We postulated that the pathologic evaluation of the lymph nodes of surgical specimens from patients with rectal cancer can have a substantial impact on time to relapse and survival.
We analyzed data ...from 1,664 patients with T3, T4, or node-positive rectal cancer treated in a national intergroup trial of adjuvant therapy with chemotherapy and radiation therapy. Associations between the number of lymph nodes found by the pathologist in the surgical specimen and the time to relapse and survival outcomes were investigated.

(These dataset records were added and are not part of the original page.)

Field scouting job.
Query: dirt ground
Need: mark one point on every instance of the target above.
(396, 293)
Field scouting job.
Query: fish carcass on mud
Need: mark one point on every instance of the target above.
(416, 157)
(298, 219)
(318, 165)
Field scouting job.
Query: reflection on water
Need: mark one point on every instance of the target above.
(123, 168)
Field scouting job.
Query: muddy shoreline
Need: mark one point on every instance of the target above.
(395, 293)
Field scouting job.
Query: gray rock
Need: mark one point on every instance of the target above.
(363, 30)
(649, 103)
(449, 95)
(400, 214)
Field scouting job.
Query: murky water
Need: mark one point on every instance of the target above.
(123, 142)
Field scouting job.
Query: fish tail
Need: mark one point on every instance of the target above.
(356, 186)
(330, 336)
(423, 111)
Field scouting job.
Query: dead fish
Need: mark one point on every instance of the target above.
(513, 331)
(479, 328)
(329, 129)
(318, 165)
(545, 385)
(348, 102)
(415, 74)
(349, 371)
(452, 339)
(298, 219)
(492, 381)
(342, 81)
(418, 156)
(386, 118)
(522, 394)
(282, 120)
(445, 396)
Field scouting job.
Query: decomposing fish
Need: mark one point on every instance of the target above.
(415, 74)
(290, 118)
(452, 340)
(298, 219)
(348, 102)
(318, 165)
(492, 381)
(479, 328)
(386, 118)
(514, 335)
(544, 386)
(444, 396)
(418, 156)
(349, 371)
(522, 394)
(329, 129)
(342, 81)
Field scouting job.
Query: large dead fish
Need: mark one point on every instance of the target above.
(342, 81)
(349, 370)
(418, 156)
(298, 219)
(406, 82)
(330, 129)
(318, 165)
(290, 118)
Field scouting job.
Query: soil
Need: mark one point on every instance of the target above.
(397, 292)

Patients were divided into groups by nodal status and the corresponding quartiles of numbers of nodes examined. The number of nodes examined was significantly associated with time to relapse and survival among patients who were node-negative. For the first through fourth quartiles, the 5-year relapse rates were 0.37, 0.34, 0.26, and 0.19 (P: = .003), and the 5-year survival rates were 0.68, 0.73, 0.72, and 0.82 (P: = .02). No significant differences were found by quartiles among patients determined to be node-positive. We propose that observed differences are primarily related to the incorrect determination of nodal status in node-negative patients. Approximately 14 nodes need to be studied to define nodal status accurately.
These results suggest that the pathologic assessment of lymph nodes in surgical specimens is often inaccurate and that examining greater number of nodes increases the likelihood of proper staging. Some patients who might benefit from adjuvant therapy are misclassified as node-negative due to incomplete sampling of lymph nodes.